The Unification Church, whose close ties with Japan's governing party have emerged after the assassination of former Prime Minister Shinzo Abe, acknowledged on Thursday that it had accepted excessive donations from the suspect's mother, and that it would need to consider it seriously if that led to the killing.
Abe was shot to death during an outdoor campaign speech in July. The suspect, Tetsuya Yamagami, told police he killed Abe because of his apparent link to a religious group he hated. A letter and social media postings attributed to him said his mother's large donations to the church bankrupted his family and ruined his life.
Hideyuki Teshigawara, a senior official at the church, which is now called the Family Federation for World Peace and Unification, said at a news conference that he was deeply saddened to hear Yamagami had told police that his anger toward the church led to the attack.
Teshigawara said he is leading reforms in the church to ensure its recruitment and donations are not forced or harmful to followers or their families.
The church has acknowledged that Yamagami's mother donated more than 100 million yen ($700,000), including life insurance and real estate, to the group. It said it later returned about half at the request of the suspect's uncle.
A church lawyer, Nobuya Fukumoto, said he considers the donations by Yamagami's mother excessive," and that we have to take it seriously if that tormented (the suspect) and led to the outcome."

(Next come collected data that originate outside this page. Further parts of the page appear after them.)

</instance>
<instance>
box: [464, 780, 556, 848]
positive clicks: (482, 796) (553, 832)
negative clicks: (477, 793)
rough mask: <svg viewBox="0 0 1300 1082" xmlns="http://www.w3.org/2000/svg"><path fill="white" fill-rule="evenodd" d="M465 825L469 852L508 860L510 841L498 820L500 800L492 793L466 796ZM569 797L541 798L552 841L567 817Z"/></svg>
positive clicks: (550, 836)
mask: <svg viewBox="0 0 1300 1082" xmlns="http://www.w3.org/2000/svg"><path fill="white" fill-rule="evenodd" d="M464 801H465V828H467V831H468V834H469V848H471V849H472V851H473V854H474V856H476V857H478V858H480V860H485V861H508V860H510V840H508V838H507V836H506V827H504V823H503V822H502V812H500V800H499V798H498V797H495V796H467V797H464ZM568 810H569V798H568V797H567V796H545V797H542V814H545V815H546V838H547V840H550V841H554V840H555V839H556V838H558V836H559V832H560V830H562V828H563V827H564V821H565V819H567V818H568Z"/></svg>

The police investigation of Abe's killing led to revelations of widespread ties between the governing Liberal Democratic Party, including Abe, and the South Korea-based church over their shared interests in conservative causes.
An LDP survey found nearly half of its lawmakers had ties to the church. Current Prime Minister Fumio Kishida has pledged to cut all such ties, but many Japanese want a further explanation of how the church may have influenced party policies.
Kishida has come under fire over his handling of the church controversy as well as for pushing plans for a state funeral for Abe, and support ratings for his government have nosedived. Abe is one of Japan's most divisive leaders, and plans for the state funeral next Tuesday have become increasingly unpopular as more details have emerged about the party's and Abe's links to the church.
On Wednesday, a man set himself on fire near the prime minister's office in an apparent protest against the state funeral. The man suffered serious burns but was conscious when taken to a hospital. Police said it was an attempted suicide and refused to provide further details. Media reports said he had a note expressing his opposition to the state funeral.
The attempted suicide amid heightened security was an embarrassment for police, who have already been accused of providing insufficient protection for Abe.
State funerals for prime ministers are rare in Japan. Kishida has said Abe deserves the honour as Japan's longest-serving post-World War II leader and for his diplomatic and economic achievements.
Critics say the plan for a state funeral was decided undemocratically, has no legal basis, and is an inappropriate and costly use of taxpayers' money. Political analysts say Kishida decided to hold a state funeral to please Abe's party faction and buttress his own power.
An executive of the main opposition Constitutional Democratic Party, Katsuya Okada, told a group of reporters Thursday that there are many problems with holding a state funeral and that party executives will boycott the event.
The most unfortunate thing is that the state funeral is carried out despite the majority of the people being opposed to it, which I think is also unfortunate for former Prime Minister Abe, Okada said. Prime Minister Kishida should have made a decision more carefully.